Goals for last week were:

  • Fix bugs introduced in this week

- Something weird happens when a friendly ship gets shot down causing a crash.

- Shooting down a ship does not remove it from the list of active AIs (which is why the debug aggro information is still shown after the mission, in the video above).

Fixed, and fixed. The second one was trivial, the turned out to be a faulty team-membership check resulting the AIs increasing aggro of the just destroyed friendly ship. Since the ship is completely removed from the game state, when the AIs try to chase it, they run into a null pointer, and the game crashes.

  • Reinforcement mechanics

I run into a few bugs trying to set it up, so I didn't get as far as I wanted, but I made decent progress! On an unrelated note I'm considering uploading the gameplay clips somewhere, because the file size limits on The Motte are too strict to upload anythig longer, so the end result is that it's hard tell what's going on. So to recap, from previous week we had these:

  • Player fleet approaching the enemy. There's a constant aggro factor of 50, while the final level increases as the ship approaches. When the fleet splits, the split-off Alpha wing inherits the aggro, and is detected as the ship AI should target, as it's the closest.
  • After the battle. Upon successfully destroying the enemy cruiser, Alpha wing's constant aggro factor gets increased to 60.

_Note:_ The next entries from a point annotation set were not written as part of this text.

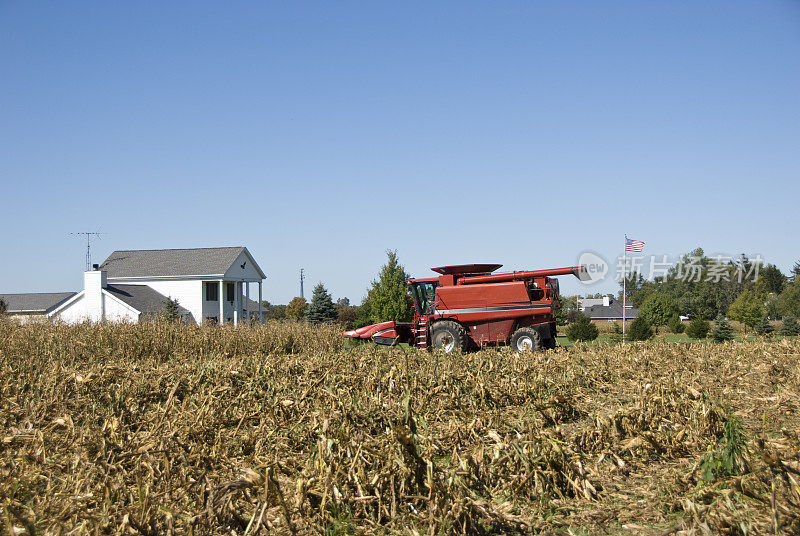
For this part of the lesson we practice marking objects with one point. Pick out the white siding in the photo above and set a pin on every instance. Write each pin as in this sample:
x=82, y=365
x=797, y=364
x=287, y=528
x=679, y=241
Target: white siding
x=248, y=273
x=189, y=294
x=78, y=311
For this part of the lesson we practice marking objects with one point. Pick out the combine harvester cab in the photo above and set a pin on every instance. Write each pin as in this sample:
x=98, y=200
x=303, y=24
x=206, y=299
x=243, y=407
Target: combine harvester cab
x=469, y=306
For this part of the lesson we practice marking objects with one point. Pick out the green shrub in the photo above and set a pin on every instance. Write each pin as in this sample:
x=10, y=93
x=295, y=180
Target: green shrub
x=640, y=330
x=582, y=329
x=658, y=309
x=698, y=329
x=764, y=327
x=722, y=330
x=790, y=327
x=675, y=325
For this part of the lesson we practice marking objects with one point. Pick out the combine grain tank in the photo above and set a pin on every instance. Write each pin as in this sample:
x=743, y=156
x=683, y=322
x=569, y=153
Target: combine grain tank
x=468, y=306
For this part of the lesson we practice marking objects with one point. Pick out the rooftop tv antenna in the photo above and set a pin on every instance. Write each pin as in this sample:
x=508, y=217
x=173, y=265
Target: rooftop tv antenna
x=88, y=235
x=302, y=276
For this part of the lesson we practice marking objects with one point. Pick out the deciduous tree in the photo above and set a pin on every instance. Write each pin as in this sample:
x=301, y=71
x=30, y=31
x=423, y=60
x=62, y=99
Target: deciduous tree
x=640, y=330
x=388, y=297
x=698, y=328
x=747, y=308
x=582, y=329
x=658, y=308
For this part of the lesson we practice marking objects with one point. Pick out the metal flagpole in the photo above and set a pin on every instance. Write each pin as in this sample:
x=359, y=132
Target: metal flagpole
x=624, y=277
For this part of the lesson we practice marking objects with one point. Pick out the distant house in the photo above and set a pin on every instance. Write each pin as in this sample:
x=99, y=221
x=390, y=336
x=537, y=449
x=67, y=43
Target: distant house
x=607, y=309
x=209, y=284
x=33, y=306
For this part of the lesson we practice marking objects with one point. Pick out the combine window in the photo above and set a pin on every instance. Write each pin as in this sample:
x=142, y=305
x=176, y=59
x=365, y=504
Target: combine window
x=423, y=294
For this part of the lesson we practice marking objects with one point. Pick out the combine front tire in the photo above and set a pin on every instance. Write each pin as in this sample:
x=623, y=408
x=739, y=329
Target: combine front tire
x=448, y=336
x=526, y=339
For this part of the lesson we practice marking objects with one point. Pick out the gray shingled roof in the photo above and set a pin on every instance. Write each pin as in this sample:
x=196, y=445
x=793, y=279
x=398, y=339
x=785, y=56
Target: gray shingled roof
x=34, y=303
x=170, y=262
x=612, y=311
x=142, y=298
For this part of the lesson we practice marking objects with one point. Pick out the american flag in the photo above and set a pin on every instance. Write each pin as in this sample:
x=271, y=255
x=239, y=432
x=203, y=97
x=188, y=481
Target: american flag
x=633, y=245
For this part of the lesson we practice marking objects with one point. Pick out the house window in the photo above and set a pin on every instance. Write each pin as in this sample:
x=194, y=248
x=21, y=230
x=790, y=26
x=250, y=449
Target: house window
x=212, y=291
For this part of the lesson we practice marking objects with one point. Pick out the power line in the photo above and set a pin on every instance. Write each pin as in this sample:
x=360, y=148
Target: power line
x=302, y=277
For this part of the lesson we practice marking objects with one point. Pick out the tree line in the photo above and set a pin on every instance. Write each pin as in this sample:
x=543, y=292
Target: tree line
x=386, y=299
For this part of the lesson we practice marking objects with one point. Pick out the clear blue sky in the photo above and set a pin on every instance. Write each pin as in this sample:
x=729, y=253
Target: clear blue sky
x=319, y=134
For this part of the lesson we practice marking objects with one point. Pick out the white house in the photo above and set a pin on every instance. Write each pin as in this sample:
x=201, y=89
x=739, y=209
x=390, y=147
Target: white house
x=210, y=284
x=33, y=307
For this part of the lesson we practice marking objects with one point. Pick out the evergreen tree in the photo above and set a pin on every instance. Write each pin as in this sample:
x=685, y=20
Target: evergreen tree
x=388, y=297
x=321, y=308
x=698, y=328
x=675, y=325
x=771, y=279
x=171, y=312
x=764, y=327
x=722, y=330
x=296, y=308
x=658, y=308
x=790, y=327
x=789, y=299
x=747, y=308
x=582, y=329
x=640, y=330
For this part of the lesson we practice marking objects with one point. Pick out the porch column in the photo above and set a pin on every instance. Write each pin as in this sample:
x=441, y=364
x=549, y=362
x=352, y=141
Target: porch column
x=221, y=298
x=236, y=300
x=247, y=300
x=260, y=317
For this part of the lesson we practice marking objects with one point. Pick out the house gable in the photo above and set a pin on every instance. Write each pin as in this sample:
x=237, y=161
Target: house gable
x=244, y=268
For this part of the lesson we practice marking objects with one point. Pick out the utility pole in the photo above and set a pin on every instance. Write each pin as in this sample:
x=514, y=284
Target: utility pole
x=89, y=236
x=302, y=276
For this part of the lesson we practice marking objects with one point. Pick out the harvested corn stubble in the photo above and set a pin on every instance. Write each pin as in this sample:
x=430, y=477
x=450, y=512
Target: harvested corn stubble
x=167, y=429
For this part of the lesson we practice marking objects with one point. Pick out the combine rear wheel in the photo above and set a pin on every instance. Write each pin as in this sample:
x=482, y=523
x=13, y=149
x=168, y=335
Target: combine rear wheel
x=526, y=340
x=448, y=336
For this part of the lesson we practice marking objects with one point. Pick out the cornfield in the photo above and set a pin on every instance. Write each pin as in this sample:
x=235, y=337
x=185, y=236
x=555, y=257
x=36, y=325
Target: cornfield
x=158, y=428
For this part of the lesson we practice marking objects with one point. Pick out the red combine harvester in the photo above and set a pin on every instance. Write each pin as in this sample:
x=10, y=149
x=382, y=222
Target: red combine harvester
x=468, y=306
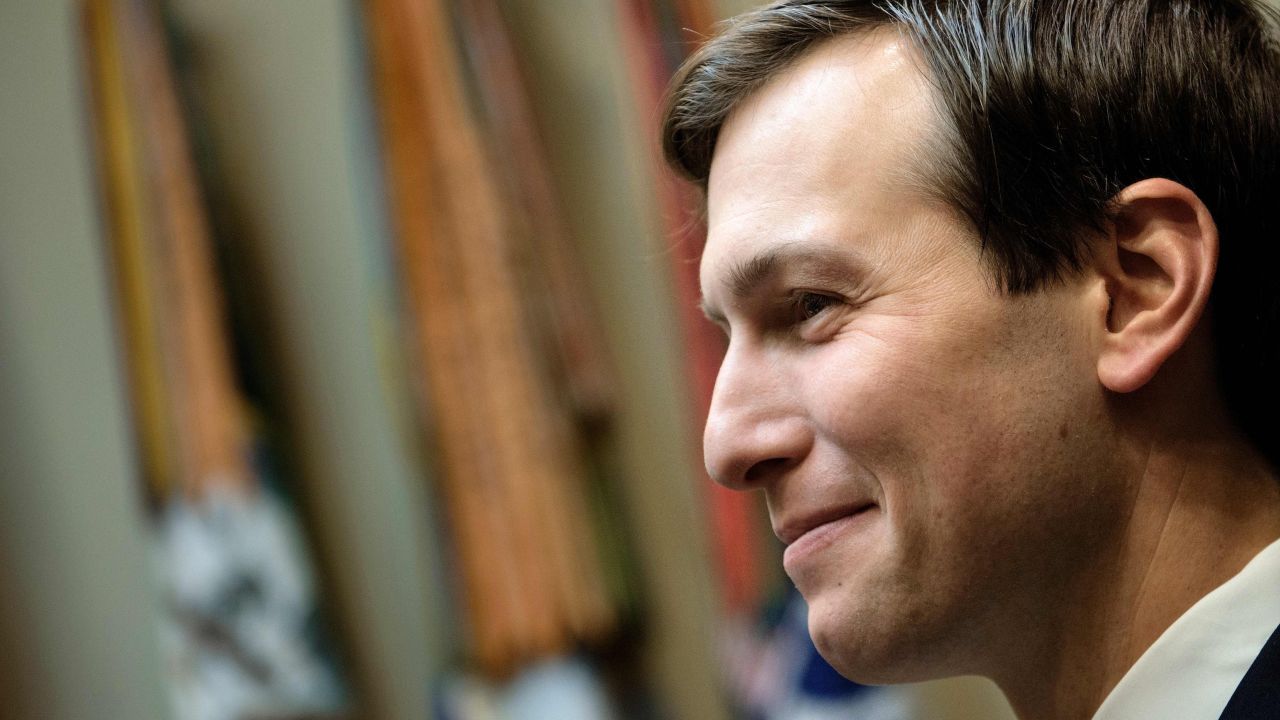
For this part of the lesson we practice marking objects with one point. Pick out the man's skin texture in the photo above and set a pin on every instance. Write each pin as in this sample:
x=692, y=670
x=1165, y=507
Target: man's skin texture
x=1025, y=487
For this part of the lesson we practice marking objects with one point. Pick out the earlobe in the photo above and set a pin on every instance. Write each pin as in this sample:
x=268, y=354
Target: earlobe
x=1159, y=263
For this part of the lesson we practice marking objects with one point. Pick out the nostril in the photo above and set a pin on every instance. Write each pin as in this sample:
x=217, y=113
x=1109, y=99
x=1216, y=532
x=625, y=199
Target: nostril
x=766, y=469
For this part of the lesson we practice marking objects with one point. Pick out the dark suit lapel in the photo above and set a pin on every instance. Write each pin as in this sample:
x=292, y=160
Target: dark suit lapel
x=1258, y=695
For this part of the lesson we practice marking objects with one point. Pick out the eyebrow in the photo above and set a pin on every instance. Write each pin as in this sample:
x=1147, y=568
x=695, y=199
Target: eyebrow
x=821, y=263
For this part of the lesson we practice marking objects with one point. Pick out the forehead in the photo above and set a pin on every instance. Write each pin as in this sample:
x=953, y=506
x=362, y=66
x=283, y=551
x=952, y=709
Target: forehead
x=826, y=149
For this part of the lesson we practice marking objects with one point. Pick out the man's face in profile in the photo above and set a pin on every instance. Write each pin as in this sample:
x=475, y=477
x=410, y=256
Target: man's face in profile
x=928, y=445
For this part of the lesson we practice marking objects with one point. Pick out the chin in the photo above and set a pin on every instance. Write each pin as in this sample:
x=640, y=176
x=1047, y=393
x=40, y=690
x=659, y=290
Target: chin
x=867, y=647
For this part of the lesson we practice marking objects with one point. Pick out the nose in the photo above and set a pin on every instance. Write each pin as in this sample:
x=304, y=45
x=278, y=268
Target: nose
x=755, y=429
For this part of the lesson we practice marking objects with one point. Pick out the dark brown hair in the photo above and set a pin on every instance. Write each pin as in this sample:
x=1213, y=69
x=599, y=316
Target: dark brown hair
x=1048, y=109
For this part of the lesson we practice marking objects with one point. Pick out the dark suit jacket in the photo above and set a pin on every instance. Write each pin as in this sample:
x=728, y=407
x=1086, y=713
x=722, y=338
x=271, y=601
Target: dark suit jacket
x=1258, y=695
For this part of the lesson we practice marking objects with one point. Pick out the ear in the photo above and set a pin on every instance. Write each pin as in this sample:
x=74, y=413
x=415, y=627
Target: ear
x=1159, y=264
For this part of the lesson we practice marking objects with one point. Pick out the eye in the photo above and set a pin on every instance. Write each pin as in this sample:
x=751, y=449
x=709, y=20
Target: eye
x=809, y=305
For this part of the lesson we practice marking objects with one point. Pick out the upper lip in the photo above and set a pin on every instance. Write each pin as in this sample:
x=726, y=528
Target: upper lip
x=791, y=528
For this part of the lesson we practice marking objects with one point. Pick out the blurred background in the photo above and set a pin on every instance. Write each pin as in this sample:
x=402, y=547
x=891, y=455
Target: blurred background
x=350, y=367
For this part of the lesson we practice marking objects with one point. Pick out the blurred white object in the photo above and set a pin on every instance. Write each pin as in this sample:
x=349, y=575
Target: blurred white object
x=240, y=634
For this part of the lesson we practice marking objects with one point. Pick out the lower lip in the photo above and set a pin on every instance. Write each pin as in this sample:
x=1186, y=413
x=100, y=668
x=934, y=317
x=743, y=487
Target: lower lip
x=823, y=537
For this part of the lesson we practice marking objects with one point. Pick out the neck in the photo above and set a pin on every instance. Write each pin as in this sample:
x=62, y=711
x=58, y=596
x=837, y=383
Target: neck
x=1198, y=511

We take a similar setup, when the player's capital ship is parked outside, and the fighter wing heads out to meet the enemy. Because the cap-ship is within range (currently set to something ridiculous like 1 AU) it's visible in the in-mission "reinforcements" menu. From there it can be called in to join the battle. The most basic functionality works! It's not finished though. The ship is not removed from the menu after joining the battle. There's no consideration of the ship's distance from the battlefield, so it's available instantly, and it's not added to the in-mission game state, so you can't select it from the tactical view and give it commands. There's going to be a bunch of things I haven't considered, like making some moves illegal.

I did not manage to get to these at all :

  • See if there's any low-hanging fruit to make the AI more interesting.
  • More annotations / code refactoring

This week:

I have absolutely no chance to get anything done this week. This might turn out to be a busy month, but I hope I can get some work in every other week. If I manage to find some time, currently the next goal is to finish the reinforcement mechanics.